J.N: Amadou und Hamadoun sind auf meine Einladung hin gekommen.
Die anderen sind Mitglieder der APESS, der Organisation für
die Viehzüchter des Sahel. Die werden unterstützt von
der Deza, der eidgenössischen Entwicklungshilfe. Eine der Untergruppen
der APESS ist der Conseil Mondial des Eleveurs, ein Weltkongress
der Viehzüchter. Die Idee dabei ist, dass die Peul ein grosses
traditionelles Wissen haben, das den Landwirten des industrialisierten
Nordens verloren gegangen sei. Ziel des Kongressses ist es, das
verschüttete Wissen aller Viehzüchter zu reaktivieren.

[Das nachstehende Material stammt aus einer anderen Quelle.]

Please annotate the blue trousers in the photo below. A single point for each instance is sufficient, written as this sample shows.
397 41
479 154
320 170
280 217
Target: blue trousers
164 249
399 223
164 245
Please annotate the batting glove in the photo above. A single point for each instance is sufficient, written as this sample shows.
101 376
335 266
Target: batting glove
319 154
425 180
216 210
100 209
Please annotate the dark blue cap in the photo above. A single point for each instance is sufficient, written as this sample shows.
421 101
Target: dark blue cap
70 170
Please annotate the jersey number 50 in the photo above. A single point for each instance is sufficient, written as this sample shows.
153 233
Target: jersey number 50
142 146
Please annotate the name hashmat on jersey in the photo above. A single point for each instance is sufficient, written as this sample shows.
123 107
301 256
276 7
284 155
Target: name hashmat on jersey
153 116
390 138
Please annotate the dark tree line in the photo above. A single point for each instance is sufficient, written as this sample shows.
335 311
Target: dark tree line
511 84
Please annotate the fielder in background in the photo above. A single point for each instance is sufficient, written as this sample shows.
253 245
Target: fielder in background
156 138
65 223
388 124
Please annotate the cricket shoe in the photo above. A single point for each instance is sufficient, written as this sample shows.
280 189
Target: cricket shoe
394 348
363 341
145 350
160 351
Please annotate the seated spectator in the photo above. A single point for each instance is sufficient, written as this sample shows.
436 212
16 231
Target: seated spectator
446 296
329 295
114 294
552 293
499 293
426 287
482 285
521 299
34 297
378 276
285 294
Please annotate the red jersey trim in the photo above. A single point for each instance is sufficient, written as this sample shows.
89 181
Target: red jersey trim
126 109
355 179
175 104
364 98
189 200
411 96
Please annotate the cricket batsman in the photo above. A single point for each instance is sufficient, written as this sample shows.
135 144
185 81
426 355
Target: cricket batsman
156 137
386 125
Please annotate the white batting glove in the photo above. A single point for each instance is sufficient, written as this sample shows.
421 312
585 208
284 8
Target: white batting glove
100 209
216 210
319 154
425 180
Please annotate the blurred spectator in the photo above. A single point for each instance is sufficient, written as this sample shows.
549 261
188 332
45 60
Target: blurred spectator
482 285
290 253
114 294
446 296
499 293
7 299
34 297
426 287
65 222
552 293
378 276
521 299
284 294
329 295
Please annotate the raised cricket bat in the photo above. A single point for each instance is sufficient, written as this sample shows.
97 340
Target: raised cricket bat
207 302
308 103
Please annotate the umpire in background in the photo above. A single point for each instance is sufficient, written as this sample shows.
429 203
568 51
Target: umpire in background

1999 fand er eben in der Schweiz statt, aber es kam kaum jemand
aus der Schweiz, auch nicht grüne und alternative Bauern. Aber
dieser ganze Kongress, das hat mich nicht sonderlich interessiert.
Amadou, den Viehzüchter, den ich eingeladen habe, ist allerdings
auch Mitglied in der APESS.
Schweizer
und Westafrikaner begegnen sich im Film paarweise - nach welchen
Kriterien hast du Hamadoun Dicko und Hanspeter Heimberg und die
anderen zusammen geführt?
J.N: Der Grosszüchter aus Burkina Faso, Hamadoun Dicko sollte
sich mit dem Stallfabrikbauer austauschen. Den Demeterbauer Hurter,
der mir bei den Recherchen viele Geschichten erzählte über
Kühe, wollte ich mit Ly zusammenbringen, der Anderes ähnlich
gesagt hat. Es ging mir darum, jeweils das Gleiche in der Differenz
zu sehen.
Das tönt
sehr nach Inszenierung. Wieviel darf man als Dokumentarfilmer inszenieren?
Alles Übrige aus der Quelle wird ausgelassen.